Consider the curve in $\mathbb{R}^2$ defined by the equation $$ x^{1/3} + y^{1/3} + (xy)^{1/3} = 1, $$ where $x^{1/3}$ denotes the real cube root of $x$, etc.
Since the equation above involves only algebraic operations, this curve ought to be a branch of an algebraic curve, i.e. a curve defined by a polynomial equation involving $x$ and $y$. I know of only one algorithm to find this equation:
Compute the minimum polynomial of $x^{1/3} + y^{1/3} + (xy)^{1/3} - 1$ over $\mathbb{Q}(x,y)$. Since $\mathbb{Q}(x^{1/3},y^{1/3})$ has degree $9$ over $\mathbb{Q}(x,y)$, the minimum polynomial $p \in \mathbb{Q}(x,y)[t]$ presumably has degree $9$, so this will involve computing and then row reducing a $9\times 10$ matrix over $\mathbb{Q}(x,y)$.

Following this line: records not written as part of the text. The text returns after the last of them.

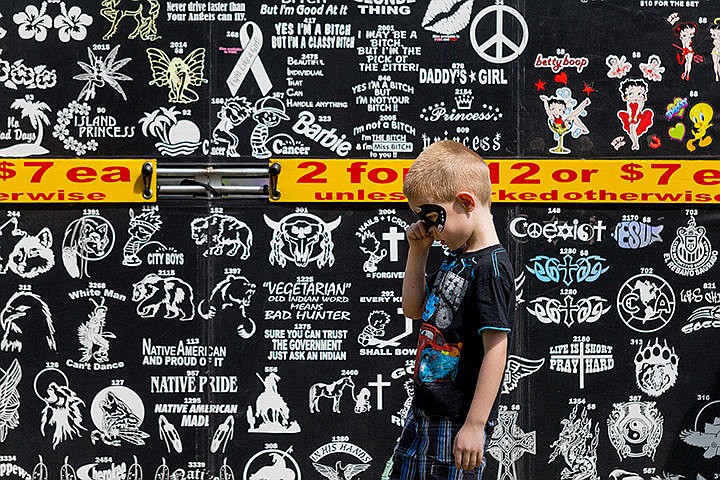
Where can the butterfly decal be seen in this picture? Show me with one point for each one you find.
(178, 73)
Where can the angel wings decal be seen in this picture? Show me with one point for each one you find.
(179, 74)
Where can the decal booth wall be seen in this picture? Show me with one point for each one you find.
(205, 336)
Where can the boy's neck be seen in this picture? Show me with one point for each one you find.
(484, 234)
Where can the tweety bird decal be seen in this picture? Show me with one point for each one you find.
(178, 73)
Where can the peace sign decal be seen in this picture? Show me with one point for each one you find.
(499, 41)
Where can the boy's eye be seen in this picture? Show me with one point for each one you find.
(432, 216)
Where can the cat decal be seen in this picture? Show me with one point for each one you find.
(222, 235)
(169, 297)
(31, 255)
(234, 292)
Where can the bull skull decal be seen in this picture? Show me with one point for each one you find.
(302, 238)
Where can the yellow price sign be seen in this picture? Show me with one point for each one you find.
(42, 180)
(514, 180)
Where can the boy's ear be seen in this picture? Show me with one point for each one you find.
(467, 200)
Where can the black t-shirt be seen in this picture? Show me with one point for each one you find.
(471, 292)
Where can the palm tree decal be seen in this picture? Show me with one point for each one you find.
(158, 122)
(177, 137)
(35, 112)
(101, 71)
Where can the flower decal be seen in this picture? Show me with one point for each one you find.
(72, 23)
(33, 23)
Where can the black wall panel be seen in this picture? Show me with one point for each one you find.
(191, 340)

The "constant term" of $p$ will be a rational function in $x$ and $y$ whose numerator is a polynomial $q(x,y)$. Then the given curve is a branch of the algebraic curve defined by the equation $q(x,y)=0$.
Is there some better way to do this?
Let $\varepsilon=e^{2\pi i/3}$. Your equation will be $$ \prod_{k=0}^2 \prod_{\ell=0}^2 \Big( \varepsilon^k x^{1/3} + \varepsilon^\ell y^{1/3} + \varepsilon^{k+\ell} (xy)^{1/3} -1 \Big) =0. $$